Жан-Луи Мартен постарался придать своему здоровому глазу большую выразительность. Как бы хотелось ему успокоить их и сказать, что он рад их видеть.
У меня, наверное, лицо как у покойника… Я ни разу не видел себя в зеркале с тех пор, как я здесь. Должно быть, я бледный, мертвенно-бледный, дикий. Страшный и усталый. Я даже и улыбнуться не могу.
Перепутав ухо, Изабелла прошептала ему в глухое:
– Я так рада, что ты… – Она чуть поколебалась: – …жив.
Доктор Феншэ сказал же «левое ухо», но это левое ухо с моей стороны, а с вашей оно – правое. Правое!
К счастью, его правое ухо стало гораздо более чувствительным, и он мог различать звуки, даже когда говорили в то, которое мертво.

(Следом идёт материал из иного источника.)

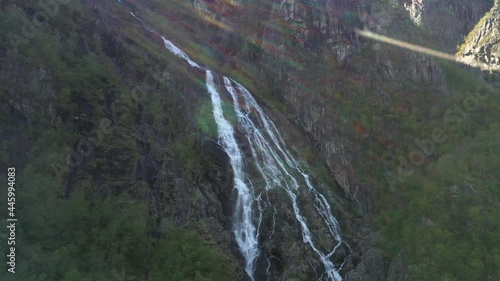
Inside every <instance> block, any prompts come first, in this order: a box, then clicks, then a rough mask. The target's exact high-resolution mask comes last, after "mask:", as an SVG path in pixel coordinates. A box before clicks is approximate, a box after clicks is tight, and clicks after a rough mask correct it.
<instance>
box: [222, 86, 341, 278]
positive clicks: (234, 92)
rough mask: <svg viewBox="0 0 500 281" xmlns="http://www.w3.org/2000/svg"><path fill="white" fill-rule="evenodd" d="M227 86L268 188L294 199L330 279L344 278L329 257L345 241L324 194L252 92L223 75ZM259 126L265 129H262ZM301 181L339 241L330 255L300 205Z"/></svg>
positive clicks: (298, 216) (311, 238)
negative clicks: (290, 153) (316, 245)
mask: <svg viewBox="0 0 500 281" xmlns="http://www.w3.org/2000/svg"><path fill="white" fill-rule="evenodd" d="M224 85H225V87H226V89H227V91H228V92H229V93H230V94H231V97H232V99H233V104H234V108H235V111H236V116H237V118H238V125H239V126H240V130H241V131H242V132H243V133H244V134H245V136H246V138H247V141H248V143H249V144H250V148H251V151H252V157H253V160H254V163H255V165H256V166H257V169H258V170H259V172H260V173H261V175H262V177H263V178H264V180H265V182H266V187H265V189H266V190H269V189H273V188H276V187H278V188H282V189H283V190H285V192H286V193H287V195H288V197H289V198H290V200H291V203H292V208H293V211H294V214H295V218H296V219H297V221H298V222H299V224H300V226H301V230H302V239H303V241H304V243H308V244H309V245H310V246H311V248H312V249H313V251H314V252H315V253H316V254H317V255H318V257H319V259H320V260H321V262H322V263H323V265H324V266H325V269H326V274H327V275H328V277H329V279H330V280H335V281H337V280H342V277H341V276H340V275H339V273H338V271H337V269H336V268H335V266H334V265H333V263H332V262H331V261H330V260H329V257H330V256H331V255H333V253H334V252H335V250H336V249H337V248H338V247H339V246H340V245H341V243H342V238H341V236H340V227H339V224H338V222H337V220H336V219H335V217H334V216H333V214H332V212H331V207H330V205H329V204H328V202H327V201H326V199H325V197H324V196H323V195H322V194H321V193H320V192H318V191H317V190H316V189H315V188H314V187H313V185H312V184H311V182H310V180H309V176H308V175H307V174H306V173H305V172H304V171H303V170H302V169H301V168H300V166H299V164H298V162H297V161H296V160H295V159H294V158H293V156H292V155H291V154H290V153H289V152H288V151H287V149H286V148H285V143H284V142H283V139H282V138H281V135H280V133H279V132H278V130H277V129H276V126H275V125H274V124H273V122H272V121H271V120H270V119H269V117H267V116H266V115H265V113H264V111H263V110H262V108H261V107H260V106H259V105H258V104H257V102H256V101H255V99H254V98H253V96H252V95H251V94H250V92H249V91H248V90H247V89H246V88H245V87H243V86H242V85H241V84H239V83H238V82H236V81H234V80H231V79H229V78H227V77H224ZM241 104H242V105H241ZM252 117H253V118H254V119H256V121H257V122H258V123H259V126H257V125H256V124H255V123H254V122H253V121H252ZM259 127H261V128H262V131H261V130H260V129H259ZM295 174H300V175H301V177H302V179H297V178H296V177H295V176H294V175H295ZM300 182H302V184H303V185H305V187H306V188H308V190H309V191H310V192H312V193H313V194H314V196H315V201H314V205H315V208H316V210H317V211H318V213H319V215H320V216H321V217H322V218H323V220H324V221H325V223H326V225H327V227H328V230H329V232H330V234H331V235H332V236H333V238H334V239H335V240H336V241H337V245H336V246H335V247H334V248H333V249H332V251H331V252H330V253H328V254H325V253H323V252H321V251H320V250H319V249H318V248H317V247H316V245H315V244H314V242H313V239H312V237H311V232H310V230H309V227H308V225H307V220H306V218H305V217H304V216H303V215H302V214H301V211H300V208H299V206H298V204H297V196H298V190H299V188H300V187H301V184H300Z"/></svg>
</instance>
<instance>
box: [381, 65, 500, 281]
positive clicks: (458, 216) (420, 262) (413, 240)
mask: <svg viewBox="0 0 500 281" xmlns="http://www.w3.org/2000/svg"><path fill="white" fill-rule="evenodd" d="M443 68H444V70H445V72H446V78H447V82H448V85H450V87H451V89H452V91H453V94H452V95H451V96H450V97H449V99H447V101H445V102H446V103H445V104H446V105H447V107H445V108H448V109H451V108H453V107H454V106H455V105H459V106H460V107H462V108H464V109H463V110H464V111H465V112H466V115H465V116H464V117H463V118H459V117H458V116H460V115H458V114H457V113H455V115H454V117H455V119H454V120H460V122H458V121H456V123H455V122H454V123H453V124H451V123H447V121H446V117H442V118H441V119H437V120H436V121H435V122H432V124H433V126H436V127H441V128H444V129H445V130H446V132H447V136H448V138H447V140H446V141H445V142H444V143H443V144H436V146H435V151H434V153H432V155H430V156H429V157H428V159H426V160H427V161H426V162H425V164H424V165H422V166H421V167H420V168H415V172H414V173H413V175H411V176H409V177H406V178H404V180H403V181H402V182H398V183H397V184H396V186H395V189H394V190H393V192H387V190H386V191H385V192H380V193H379V198H380V212H379V215H378V217H377V225H378V227H379V228H380V229H381V230H382V233H383V234H384V237H383V239H382V241H381V245H382V246H383V247H384V248H385V249H386V250H388V251H389V252H390V253H392V254H393V255H394V256H395V255H397V254H398V253H399V252H400V251H402V250H405V258H406V260H405V261H406V263H407V264H408V266H409V269H410V274H411V276H412V277H413V278H414V279H415V280H443V281H444V280H498V279H499V278H500V252H499V251H498V250H497V249H496V248H497V247H496V246H495V245H498V244H499V243H500V235H498V233H500V212H499V208H498V204H499V198H500V192H499V190H498V182H499V180H500V178H499V176H500V174H499V173H498V171H500V162H499V160H498V155H499V153H500V123H499V122H498V120H500V118H499V117H500V116H499V112H500V111H499V109H500V93H499V91H498V90H493V89H489V90H487V89H486V88H482V90H481V92H482V94H483V95H484V96H487V95H486V93H489V95H488V96H487V97H488V98H487V99H486V100H483V101H481V103H480V104H479V105H478V107H477V108H474V110H467V106H464V104H466V101H467V100H468V98H469V100H470V97H471V96H472V95H474V93H475V92H476V86H477V85H478V83H479V80H478V79H477V78H476V77H474V76H472V75H471V74H468V73H467V72H465V71H464V70H460V69H458V68H457V67H456V66H454V65H451V64H443ZM487 91H489V92H487ZM469 104H471V103H469ZM445 114H446V113H445ZM425 136H430V135H423V136H422V138H425ZM406 155H408V154H403V155H402V156H406ZM393 169H396V168H393Z"/></svg>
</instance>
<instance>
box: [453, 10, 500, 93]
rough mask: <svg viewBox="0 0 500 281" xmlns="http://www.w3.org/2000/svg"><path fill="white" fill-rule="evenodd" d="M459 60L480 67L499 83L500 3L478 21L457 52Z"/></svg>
mask: <svg viewBox="0 0 500 281" xmlns="http://www.w3.org/2000/svg"><path fill="white" fill-rule="evenodd" d="M458 56H459V60H460V61H462V62H464V63H466V64H468V65H471V66H474V67H480V68H481V69H482V70H483V71H484V73H485V76H486V77H487V79H488V80H489V81H492V82H493V81H494V82H495V83H498V84H500V76H499V71H500V4H499V3H498V2H497V3H496V4H495V6H494V7H493V8H492V9H491V10H490V11H489V12H488V13H486V15H485V16H484V17H483V18H482V19H481V21H479V22H478V24H477V25H476V27H475V28H474V30H473V31H472V32H471V33H470V34H469V35H468V36H467V38H466V41H465V42H464V44H463V45H462V47H461V49H460V50H459V52H458Z"/></svg>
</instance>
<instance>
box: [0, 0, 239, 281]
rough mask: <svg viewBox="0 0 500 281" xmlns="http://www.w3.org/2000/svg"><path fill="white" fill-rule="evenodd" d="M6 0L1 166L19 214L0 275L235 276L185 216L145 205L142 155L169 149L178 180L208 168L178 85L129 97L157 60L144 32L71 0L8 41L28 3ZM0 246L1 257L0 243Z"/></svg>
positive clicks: (127, 276) (9, 277) (32, 280)
mask: <svg viewBox="0 0 500 281" xmlns="http://www.w3.org/2000/svg"><path fill="white" fill-rule="evenodd" d="M13 2H14V1H10V2H9V1H4V2H2V6H1V7H2V10H1V11H0V51H1V52H2V53H3V54H5V56H2V58H1V60H0V63H1V64H2V68H1V72H2V85H1V88H0V91H1V92H0V100H1V101H2V103H1V104H0V109H1V111H2V112H3V114H1V115H0V123H1V124H2V138H1V139H0V145H1V146H2V149H1V150H0V167H1V172H0V174H1V176H2V177H3V178H6V175H5V174H4V172H5V171H7V168H6V167H10V166H11V165H15V166H16V169H17V182H16V195H17V196H18V197H16V215H17V217H18V218H19V223H18V227H17V237H16V239H17V243H18V244H16V247H17V250H16V251H17V252H16V255H17V256H16V258H17V265H16V275H13V274H10V273H8V272H7V271H6V268H7V265H6V264H5V263H4V264H2V266H1V273H0V279H1V280H6V281H9V280H12V281H14V280H15V281H18V280H23V281H24V280H26V281H59V280H68V281H101V280H118V279H116V278H121V277H120V276H121V275H122V273H123V274H124V276H123V277H124V278H125V279H124V280H131V279H130V278H134V280H150V281H154V280H158V281H160V280H166V278H167V279H168V280H179V281H181V280H182V281H183V280H197V281H209V280H235V279H236V278H237V277H236V269H235V262H234V260H233V259H232V258H231V256H230V255H228V254H227V253H226V252H224V251H223V250H222V249H221V248H220V247H219V246H217V245H216V243H214V241H213V240H212V237H211V236H209V235H205V236H203V237H202V236H201V235H200V234H199V233H198V231H197V230H196V229H197V228H196V227H195V225H196V222H193V224H187V225H183V226H182V227H181V226H176V225H175V224H174V223H170V222H169V219H170V218H169V217H168V215H167V214H165V213H164V212H161V211H158V209H157V208H156V205H155V202H156V201H155V200H165V198H158V197H157V198H151V197H150V194H151V190H152V189H153V188H157V186H154V185H153V184H152V183H151V182H146V181H145V180H146V179H145V180H142V179H141V178H140V175H139V176H136V173H137V171H136V170H134V167H135V166H134V163H137V161H139V160H140V159H142V158H144V156H145V155H150V154H151V155H152V157H153V160H151V162H154V163H156V162H158V163H163V164H164V165H167V164H165V163H169V162H168V161H170V160H172V159H174V161H173V162H175V161H179V167H175V170H174V171H169V172H170V173H172V175H173V176H174V177H179V178H184V177H185V178H187V179H188V182H187V184H186V185H187V186H188V185H193V184H194V183H193V182H192V180H193V178H194V177H193V176H192V175H193V174H202V173H205V172H206V170H204V169H210V167H209V166H207V167H205V166H203V165H204V164H206V163H205V162H204V161H205V160H204V158H203V157H202V156H200V152H199V151H198V148H197V147H196V145H195V138H193V137H192V135H190V132H186V130H185V128H186V127H187V124H189V120H185V119H184V118H183V116H181V115H180V114H179V112H182V110H180V109H178V100H179V99H181V98H183V91H187V90H188V89H186V88H185V87H184V88H182V89H181V88H179V87H178V86H176V85H172V83H165V84H160V83H158V85H155V87H153V88H151V89H147V90H146V94H148V98H147V99H143V98H141V97H139V96H138V94H137V93H138V92H140V91H135V90H137V86H139V87H141V84H140V83H138V82H136V81H137V80H138V78H137V77H139V79H142V77H143V76H144V72H145V71H146V70H147V69H149V68H151V67H152V65H154V64H160V65H162V66H163V65H166V63H165V62H164V61H161V60H159V58H158V57H153V56H146V55H144V54H145V53H146V52H147V51H144V50H147V49H148V48H149V49H152V46H151V45H150V43H148V42H149V41H148V40H143V41H144V45H137V44H136V43H133V42H129V44H128V45H127V44H125V43H124V41H125V40H123V39H122V38H116V37H113V36H112V34H111V32H109V30H107V29H106V28H105V27H102V26H99V25H96V23H95V20H94V19H93V17H92V15H91V14H90V13H89V11H87V10H86V8H84V7H83V6H82V5H81V4H79V3H78V2H76V1H75V2H73V1H71V2H70V3H69V4H68V5H61V6H60V11H59V13H58V15H57V16H55V17H51V18H50V19H49V20H48V22H47V23H46V24H43V25H41V26H39V27H37V29H36V30H37V32H36V36H34V37H32V38H29V40H27V42H25V43H23V44H19V45H18V46H17V48H16V49H14V48H12V45H11V41H10V38H9V36H8V34H17V35H22V34H23V30H22V28H23V24H24V23H25V22H26V21H30V20H32V18H31V15H32V13H31V12H29V11H31V9H32V8H33V6H34V5H35V4H34V3H32V2H30V1H15V4H16V5H17V8H14V7H13V6H12V3H13ZM35 2H37V1H35ZM26 11H28V12H26ZM122 16H123V15H122ZM130 31H132V30H130ZM155 47H156V46H155ZM153 55H154V54H153ZM118 66H121V68H120V70H121V71H122V72H121V73H119V74H118V71H117V69H118ZM161 69H162V71H165V73H168V72H169V71H170V70H171V69H172V66H169V65H166V67H161ZM179 75H181V76H182V75H185V76H187V75H186V73H182V71H181V73H180V74H179ZM187 77H189V76H187ZM139 82H140V81H139ZM134 87H135V88H134ZM194 87H196V86H194ZM13 89H14V90H15V91H14V90H13ZM19 104H23V105H25V107H20V106H19ZM104 121H107V122H109V126H105V125H103V124H104V123H106V122H104ZM103 122H104V123H103ZM140 128H154V129H151V131H152V132H151V133H144V130H143V131H141V130H140ZM191 132H192V131H191ZM195 133H196V130H195ZM165 143H166V144H165ZM82 144H86V145H87V146H85V147H87V148H89V150H88V151H81V150H80V149H81V148H82ZM149 152H150V154H148V153H149ZM87 153H88V154H87ZM70 155H73V156H71V157H69V158H68V156H70ZM68 160H70V161H72V162H73V163H74V165H72V166H68V164H67V161H68ZM172 165H174V164H172ZM167 168H169V167H167ZM4 195H5V193H4V194H3V195H2V196H0V204H2V206H7V202H6V200H7V199H6V196H4ZM0 212H1V217H2V218H5V217H6V215H5V209H2V211H0ZM0 222H1V223H2V224H3V225H5V223H6V221H5V220H2V221H0ZM198 223H199V222H198ZM4 231H5V229H4V230H2V232H1V235H2V237H4V235H5V234H4ZM0 252H1V253H2V255H4V256H5V253H6V252H7V248H6V244H2V245H0ZM117 275H118V276H119V277H117Z"/></svg>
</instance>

Бертран быстро проговорил в то же ухо:
– Мы очень счастливы, что ты выкарабкался; в банке все ждут твоего возвращения на твердых ногах. Во всяком случае, я жду не дождусь следующей партии в шахматы, как только ты поправишься. Ты должен хорошенько отдохнуть, чтобы восстановить силы, не хитри, не пытайся выйти раньше, чем следует.
Без шансов.
Не будучи уверен, что тот его понял, Бертран показал, будто двигает шахматную фигурку, и дружески похлопал беднягу.
Жан-Луи Мартен успокоился. Единственное, что имело для него значение, – чтобы они его не забыли.
Ах, друзья! Я живу ради вас. Как важно мне сознавать это.
– Ты выздоровеешь, я знаю, – дохнула Изабелла возле его глухого уха.
– Да, папа, скорее возвращайся домой, – снова проговорили три девочки в то же ухо.